There Must Be 15 Ways To Lose Your Cursors...
Part 2: Just Put It in a Set, Brett
In part 1 of this series, I introduced the problem of explicit cursors and loops in SQL. I made the claim that by SQL Server 2005 and later, cursors were no longer necessary to SQL development and in fact were significantly harmful. Then I explained that developers still use them because they do not know how not to or because they find them easier the real set-based SQL (initially, anyway). I finished with an example of a simple Cursor procedure and asked you to try to convert it to set-based SQL as homework.

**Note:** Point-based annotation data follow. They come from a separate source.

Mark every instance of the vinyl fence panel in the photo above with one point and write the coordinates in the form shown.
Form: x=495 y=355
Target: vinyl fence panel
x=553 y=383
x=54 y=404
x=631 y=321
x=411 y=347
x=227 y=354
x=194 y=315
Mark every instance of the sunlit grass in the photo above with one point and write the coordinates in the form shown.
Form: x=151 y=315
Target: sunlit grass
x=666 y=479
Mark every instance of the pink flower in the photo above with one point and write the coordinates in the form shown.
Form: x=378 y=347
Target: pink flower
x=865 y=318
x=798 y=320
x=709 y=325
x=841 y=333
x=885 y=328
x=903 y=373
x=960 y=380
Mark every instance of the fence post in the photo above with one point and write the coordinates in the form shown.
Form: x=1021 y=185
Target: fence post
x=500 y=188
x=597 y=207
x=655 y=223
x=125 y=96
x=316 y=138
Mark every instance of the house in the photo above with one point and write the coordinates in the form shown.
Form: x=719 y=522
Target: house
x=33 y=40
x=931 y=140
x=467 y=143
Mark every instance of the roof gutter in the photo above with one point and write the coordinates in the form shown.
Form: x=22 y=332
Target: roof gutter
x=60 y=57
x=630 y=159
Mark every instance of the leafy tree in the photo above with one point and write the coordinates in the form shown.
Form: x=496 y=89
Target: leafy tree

In this installment, we will be looking at the simplest cases and how to convert them. This will include a general methodology for doing these conversions and several examples of explicit cursors and loops that we will convert by applying this methodology.
Homework Review
We ended part 1 with the following example of procedural code (note that the keyword STATIC was erroneously left out of the original listing) :
Declare @dummy int
Declare @X int
Set @X = 0
Declare XCursor Cursor STATIC LOCAL FORWARD_ONLY For
Select 1
From master.sys.columns c1
Cross Join master.sys.columns c2
OPEN XCursor
FETCH NEXT FROM XCursor Into @Dummy
WHILE @@Fetch_Status = 0
Begin
Set @X = @X + 1
FETCH NEXT FROM XCursor Into @Dummy
End
Print @X
I asked you to run this procedure to measure its run-time on your SQL Server. On my system, it takes about 130 seconds on average and returns a single row and column with the value 407,044 (this number may vary slightly on different SQL Server 2005 instances). Normally we will want slightly more information than this so we will want to use a standard measurement technique.
Standardized Measurements
For most performance comparisons, we will want three metrics:
- CPU time
- Logical Reads
- Elapsed Time
CPU time is simply the amount of time that a query was using the CPU. Logical Reads are the number of read requests issued by our query, before any caching is taken into account. And, Elapsed time is simply the total amount of time that has passed during the execution of our query.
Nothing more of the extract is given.